Like Al Pacino said in the Godfather, "it's not personal, only business."
As far as I'm concerned, that's how investors should act with stocks. Falling in love with any stock will eventually get you in trouble, even if it has worked out for you till now. Eventually the market will take back all your gains and then some.
As a reminder, I recommended buying Groupon (GRPN) below the $3 level back in November 2012 (please consider: Groupon Finally Lands On Planet Earth). My logic at the time was that the coupon business was not going anywhere, and you were essentially buying Groupon for its cash. Even if everyone thought the company was a goner, I thought the risk reward probabilities -- based on the valuation of the company -- were in our favor.

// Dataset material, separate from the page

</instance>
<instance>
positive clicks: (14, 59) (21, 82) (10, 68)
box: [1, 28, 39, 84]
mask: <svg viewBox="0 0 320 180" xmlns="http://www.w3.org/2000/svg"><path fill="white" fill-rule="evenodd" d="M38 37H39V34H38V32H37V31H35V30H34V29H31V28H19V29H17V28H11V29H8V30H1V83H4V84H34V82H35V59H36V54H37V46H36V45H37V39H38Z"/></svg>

Since then there has been a management shakeout and the company is venturing in payment systems and seems to have gotten its act together. The stock since then has rallied by almost 300% since the November 2012 lows.
The question is, is Groupon worth almost quadrupling since my recommendation back then? The answer is no. While the company is doing many interesting things at the moment, in reality not much has changed since November of 2012, except for market expectations. Back then the market was not expecting anything to happen; today the market is expecting the world of the company.

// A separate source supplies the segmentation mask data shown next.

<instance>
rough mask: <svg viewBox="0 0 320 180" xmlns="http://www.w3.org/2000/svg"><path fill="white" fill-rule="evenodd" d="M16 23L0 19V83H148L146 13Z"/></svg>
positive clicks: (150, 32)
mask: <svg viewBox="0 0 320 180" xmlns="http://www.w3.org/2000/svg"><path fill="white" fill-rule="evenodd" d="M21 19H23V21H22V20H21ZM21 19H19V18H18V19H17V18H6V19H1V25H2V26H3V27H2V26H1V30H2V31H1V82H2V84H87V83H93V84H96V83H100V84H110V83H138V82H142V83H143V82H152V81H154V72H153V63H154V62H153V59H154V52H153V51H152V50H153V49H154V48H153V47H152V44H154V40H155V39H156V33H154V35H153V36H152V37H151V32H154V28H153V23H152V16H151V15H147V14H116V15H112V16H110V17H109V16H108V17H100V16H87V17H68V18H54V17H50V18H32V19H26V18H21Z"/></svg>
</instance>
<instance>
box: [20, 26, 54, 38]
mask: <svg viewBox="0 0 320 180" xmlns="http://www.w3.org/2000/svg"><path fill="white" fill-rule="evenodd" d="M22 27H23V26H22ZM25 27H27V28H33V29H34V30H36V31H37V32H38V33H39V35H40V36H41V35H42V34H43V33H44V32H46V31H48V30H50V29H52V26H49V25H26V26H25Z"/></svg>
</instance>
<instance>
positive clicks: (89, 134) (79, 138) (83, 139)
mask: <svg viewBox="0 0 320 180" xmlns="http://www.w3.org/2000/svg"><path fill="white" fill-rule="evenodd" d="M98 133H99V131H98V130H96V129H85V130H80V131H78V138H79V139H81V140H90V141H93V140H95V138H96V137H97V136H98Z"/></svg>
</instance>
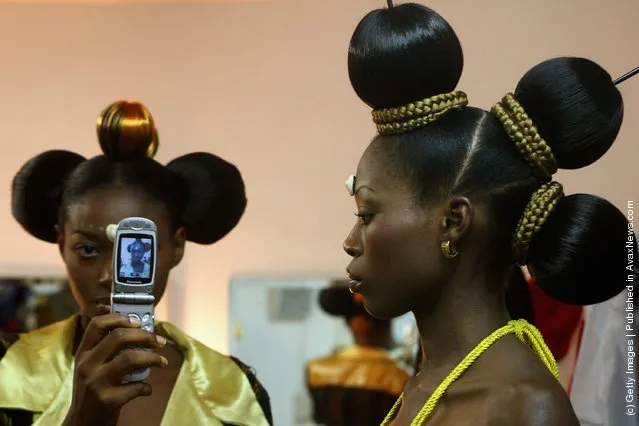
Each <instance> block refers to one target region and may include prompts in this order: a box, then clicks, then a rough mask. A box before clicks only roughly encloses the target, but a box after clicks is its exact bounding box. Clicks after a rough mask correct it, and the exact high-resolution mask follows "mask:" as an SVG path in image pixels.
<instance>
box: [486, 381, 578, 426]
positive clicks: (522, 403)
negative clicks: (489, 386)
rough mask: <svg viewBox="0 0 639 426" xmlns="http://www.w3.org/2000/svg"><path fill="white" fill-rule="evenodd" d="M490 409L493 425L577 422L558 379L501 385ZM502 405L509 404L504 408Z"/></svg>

Putting aside the fundamental argument for now (fellow SA contributors Bill Maurer and George Ronan did a good job of that recently, and I don't have much to add), there are two elements that investors should take into account recently that might mean that Groupon's rally has reached an end, primarily on valuation concerns.
The first is that Tiger Global Management LLC, a major institutional holder of Groupon's stock, recently sold 72% of its position. Anytime a major holder sells that much of a position, most likely it means they don't see much more upside. And personally I share this opinion also.
The second item is something that is probably not that apparent, unless you look at Groupon's chart. Please recall what I said a while ago concerning Nokia (NOK) (please consider: Nokia: Buying The Dips).
In all my years of investing, I have noticed that big spikes in volume happen either close to new highs or new lows. New highs are usually accompanied by good news, which the smart money knows can't last forever and sells, while those that don't have any insight buy, because they see pie in the sky.
The opposite is true on the dips. People think the sky is falling and sell the kitchen sink -- like they are doing these days with BlackBerry (BBRY) -- while the smart money evaluates the opportunity (if it exists) and does the buying.
Now let me show you Groupon's chart below.
As you can see from the chart above, the first three big spikes in volume happened on dips. The smart money seeing through the daily noise at the time, decided (correctly so) that no matter what the news was that made investors dump Groupon, it was an opportunity to buy.
However look at the chart recently, when the stock reached $11. What I see is the smart money dumping the stock. Remember, big volumes happen on the dips or at new highs. As far as I'm concerned, the chart is telling me that the smart money is selling this stock left and right.
On the one hand we have evidence of institutional selling and on the other, we have evidence of smart money selling on the charts. While I like the company, I think that the current valuation of Groupon does not offer much more upside from these levels. I would be a buyer if either the stock corrects, or if the fundamentals warrant higher prices, which they do not at the current time.
Coupled with the fact that we have evidence of smart money selling, I think you should sell also.